Cartridge World is a business specializing in managed print services, printer solutions, and ink and toner cartridges for domestic and commercial printers. The business model is to provide broad printing services to both home and businesses.

Company overview
Cartridge World uses a franchise model to license stores and spaces to provide printer and printing services that includes printer supplies, repair, monitoring, leasing, and consultation. There are more than 600 Cartridge World stores globally.

Cartridge World’s North American headquarter is located in McHenry, Illinois, while its global headquarters are in Australia.

The company was founded in 1992, by Bryan Stokes, as the "Australian Cartridge Company" in Adelaide, and changed the name to Cartridge World in 1999. The first store was enfranchised in 1997, and in August 2007, private equity fund Wolseley Private Equity purchased the business. In February 2001, the first Cartridge World in the United Kingdom was opened in Harrogate, North Yorkshire.

In June 2015, Cartridge World was acquired by Suzhou Goldengreen Technologies Ltd. In June 2016, Cartridge World Global CEO, Steve Weedon, announced a strategic partnership with Samsung, to offer mobile print and scanning services worldwide.

Mark Pinner was appointed as Global Chief Technical Officer and CEO of Cartridge World North America and Edwin Lui, previously General Manager Cartridge World Asia and Middle East, was also appointed as Global Chief Financial Officer.

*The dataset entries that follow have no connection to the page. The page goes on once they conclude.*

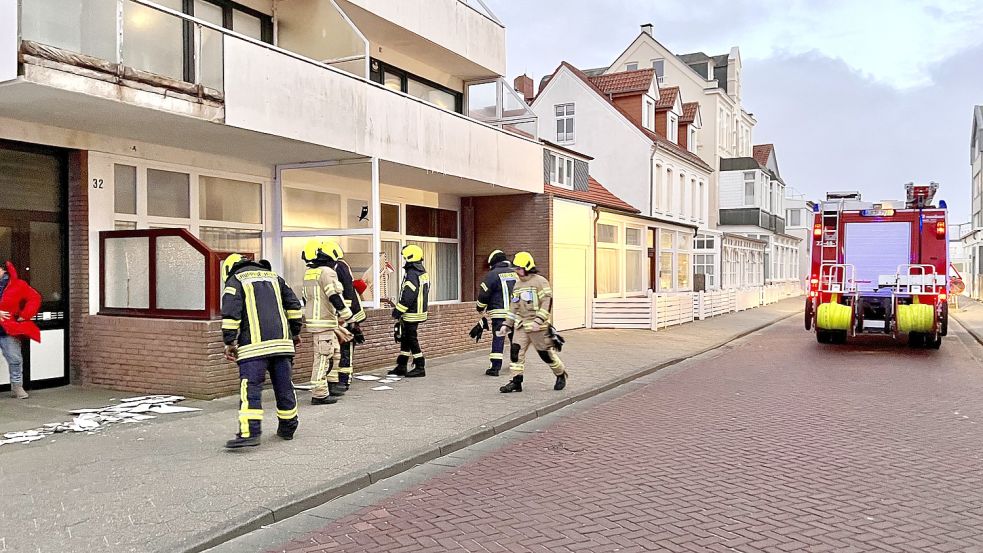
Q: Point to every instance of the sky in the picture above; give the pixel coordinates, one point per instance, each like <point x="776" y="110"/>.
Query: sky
<point x="856" y="95"/>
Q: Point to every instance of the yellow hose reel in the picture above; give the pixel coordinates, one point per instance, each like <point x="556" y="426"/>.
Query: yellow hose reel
<point x="834" y="316"/>
<point x="917" y="317"/>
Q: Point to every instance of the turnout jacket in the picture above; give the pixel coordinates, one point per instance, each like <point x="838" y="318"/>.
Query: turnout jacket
<point x="532" y="299"/>
<point x="349" y="294"/>
<point x="324" y="308"/>
<point x="260" y="313"/>
<point x="414" y="295"/>
<point x="496" y="290"/>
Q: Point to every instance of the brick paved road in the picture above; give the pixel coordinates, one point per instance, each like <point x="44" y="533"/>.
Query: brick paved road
<point x="774" y="444"/>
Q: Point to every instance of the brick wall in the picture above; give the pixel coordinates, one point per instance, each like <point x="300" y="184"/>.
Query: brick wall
<point x="186" y="357"/>
<point x="78" y="268"/>
<point x="514" y="223"/>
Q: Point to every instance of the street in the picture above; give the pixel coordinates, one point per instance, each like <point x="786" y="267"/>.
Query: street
<point x="772" y="443"/>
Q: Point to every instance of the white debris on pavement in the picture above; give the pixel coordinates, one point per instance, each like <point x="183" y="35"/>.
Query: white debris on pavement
<point x="129" y="410"/>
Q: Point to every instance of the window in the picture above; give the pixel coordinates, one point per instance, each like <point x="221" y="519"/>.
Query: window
<point x="749" y="181"/>
<point x="561" y="171"/>
<point x="660" y="70"/>
<point x="397" y="79"/>
<point x="564" y="123"/>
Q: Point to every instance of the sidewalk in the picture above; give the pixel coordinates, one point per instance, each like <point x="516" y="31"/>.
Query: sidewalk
<point x="970" y="316"/>
<point x="168" y="485"/>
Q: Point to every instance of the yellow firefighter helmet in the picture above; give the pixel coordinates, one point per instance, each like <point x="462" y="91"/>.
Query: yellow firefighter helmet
<point x="412" y="253"/>
<point x="524" y="260"/>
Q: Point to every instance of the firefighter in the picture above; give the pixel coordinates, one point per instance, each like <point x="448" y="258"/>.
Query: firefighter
<point x="261" y="324"/>
<point x="493" y="300"/>
<point x="324" y="311"/>
<point x="336" y="261"/>
<point x="410" y="311"/>
<point x="529" y="318"/>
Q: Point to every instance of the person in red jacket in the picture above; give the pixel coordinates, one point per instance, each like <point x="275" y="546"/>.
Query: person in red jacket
<point x="19" y="303"/>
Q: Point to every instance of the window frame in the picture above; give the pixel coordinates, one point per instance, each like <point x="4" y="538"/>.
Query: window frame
<point x="568" y="116"/>
<point x="378" y="70"/>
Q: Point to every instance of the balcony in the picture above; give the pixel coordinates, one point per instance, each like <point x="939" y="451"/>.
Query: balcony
<point x="134" y="69"/>
<point x="469" y="39"/>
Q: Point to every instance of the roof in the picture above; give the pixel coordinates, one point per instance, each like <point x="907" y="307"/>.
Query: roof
<point x="625" y="82"/>
<point x="761" y="153"/>
<point x="661" y="141"/>
<point x="567" y="150"/>
<point x="690" y="109"/>
<point x="667" y="97"/>
<point x="595" y="194"/>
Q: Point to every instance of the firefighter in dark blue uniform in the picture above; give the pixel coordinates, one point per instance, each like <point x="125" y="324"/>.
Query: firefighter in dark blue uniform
<point x="411" y="310"/>
<point x="261" y="323"/>
<point x="336" y="260"/>
<point x="493" y="300"/>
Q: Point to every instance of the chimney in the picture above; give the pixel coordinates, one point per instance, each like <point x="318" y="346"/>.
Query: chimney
<point x="525" y="86"/>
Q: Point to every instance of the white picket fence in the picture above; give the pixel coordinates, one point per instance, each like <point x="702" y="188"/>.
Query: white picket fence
<point x="659" y="311"/>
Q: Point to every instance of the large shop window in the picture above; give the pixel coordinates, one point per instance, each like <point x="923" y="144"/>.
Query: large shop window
<point x="229" y="214"/>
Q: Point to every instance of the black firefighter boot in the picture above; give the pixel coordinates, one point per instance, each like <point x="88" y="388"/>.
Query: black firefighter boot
<point x="336" y="388"/>
<point x="239" y="442"/>
<point x="419" y="370"/>
<point x="514" y="385"/>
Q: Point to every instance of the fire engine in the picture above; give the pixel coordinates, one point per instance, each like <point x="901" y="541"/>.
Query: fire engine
<point x="880" y="268"/>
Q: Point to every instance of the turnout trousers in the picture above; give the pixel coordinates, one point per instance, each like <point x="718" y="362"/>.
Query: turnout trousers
<point x="496" y="356"/>
<point x="327" y="355"/>
<point x="409" y="347"/>
<point x="543" y="345"/>
<point x="252" y="374"/>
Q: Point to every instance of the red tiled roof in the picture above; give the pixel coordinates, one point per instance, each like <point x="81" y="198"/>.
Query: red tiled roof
<point x="625" y="82"/>
<point x="689" y="112"/>
<point x="595" y="194"/>
<point x="667" y="97"/>
<point x="658" y="139"/>
<point x="762" y="152"/>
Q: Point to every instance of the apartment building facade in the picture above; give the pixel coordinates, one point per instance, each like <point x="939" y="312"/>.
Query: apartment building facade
<point x="140" y="140"/>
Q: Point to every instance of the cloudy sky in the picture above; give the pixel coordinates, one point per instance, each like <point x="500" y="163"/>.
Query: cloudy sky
<point x="856" y="95"/>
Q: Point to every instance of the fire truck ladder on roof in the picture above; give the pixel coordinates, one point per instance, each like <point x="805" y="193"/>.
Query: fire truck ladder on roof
<point x="829" y="247"/>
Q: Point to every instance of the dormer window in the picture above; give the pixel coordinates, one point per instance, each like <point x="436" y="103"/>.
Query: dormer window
<point x="648" y="114"/>
<point x="561" y="170"/>
<point x="660" y="69"/>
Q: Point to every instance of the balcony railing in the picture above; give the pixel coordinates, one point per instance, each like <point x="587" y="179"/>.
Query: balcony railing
<point x="134" y="34"/>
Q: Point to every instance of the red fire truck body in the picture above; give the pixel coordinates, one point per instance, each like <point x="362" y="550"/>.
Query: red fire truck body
<point x="880" y="269"/>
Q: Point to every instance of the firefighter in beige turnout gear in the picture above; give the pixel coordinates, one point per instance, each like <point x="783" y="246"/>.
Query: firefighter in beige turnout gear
<point x="529" y="319"/>
<point x="325" y="311"/>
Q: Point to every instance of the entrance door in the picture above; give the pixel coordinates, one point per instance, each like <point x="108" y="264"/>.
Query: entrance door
<point x="33" y="237"/>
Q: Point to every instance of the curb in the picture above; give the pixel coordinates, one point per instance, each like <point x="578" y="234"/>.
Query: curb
<point x="972" y="331"/>
<point x="352" y="482"/>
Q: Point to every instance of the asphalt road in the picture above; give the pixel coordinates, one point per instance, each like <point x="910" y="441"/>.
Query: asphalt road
<point x="774" y="443"/>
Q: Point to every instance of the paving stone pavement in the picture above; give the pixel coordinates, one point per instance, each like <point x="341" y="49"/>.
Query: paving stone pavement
<point x="773" y="443"/>
<point x="169" y="486"/>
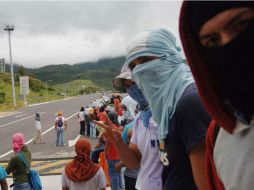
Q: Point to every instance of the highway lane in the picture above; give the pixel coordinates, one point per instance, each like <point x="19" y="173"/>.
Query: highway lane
<point x="23" y="121"/>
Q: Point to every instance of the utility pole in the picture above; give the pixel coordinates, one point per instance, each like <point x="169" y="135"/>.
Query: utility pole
<point x="9" y="29"/>
<point x="47" y="89"/>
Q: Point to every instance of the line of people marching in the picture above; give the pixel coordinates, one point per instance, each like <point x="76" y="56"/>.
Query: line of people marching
<point x="194" y="129"/>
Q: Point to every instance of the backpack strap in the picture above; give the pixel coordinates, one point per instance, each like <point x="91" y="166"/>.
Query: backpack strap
<point x="23" y="160"/>
<point x="215" y="132"/>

In December 2019, Cartridge World North America completed a USA License deal with USA private equity firm, Blackford Capital Private Equity. A national private equity firm who make value adding investments in well established companies across a wide variety of industries.

In January 2020, Edwin Lui was promoted to the position of Global Chief Executive Officer of Cartridge World.Edwin has previously held multiple positions within Cartridge World including General Manager for Asia and Middle East and Global Chief Financial Officer.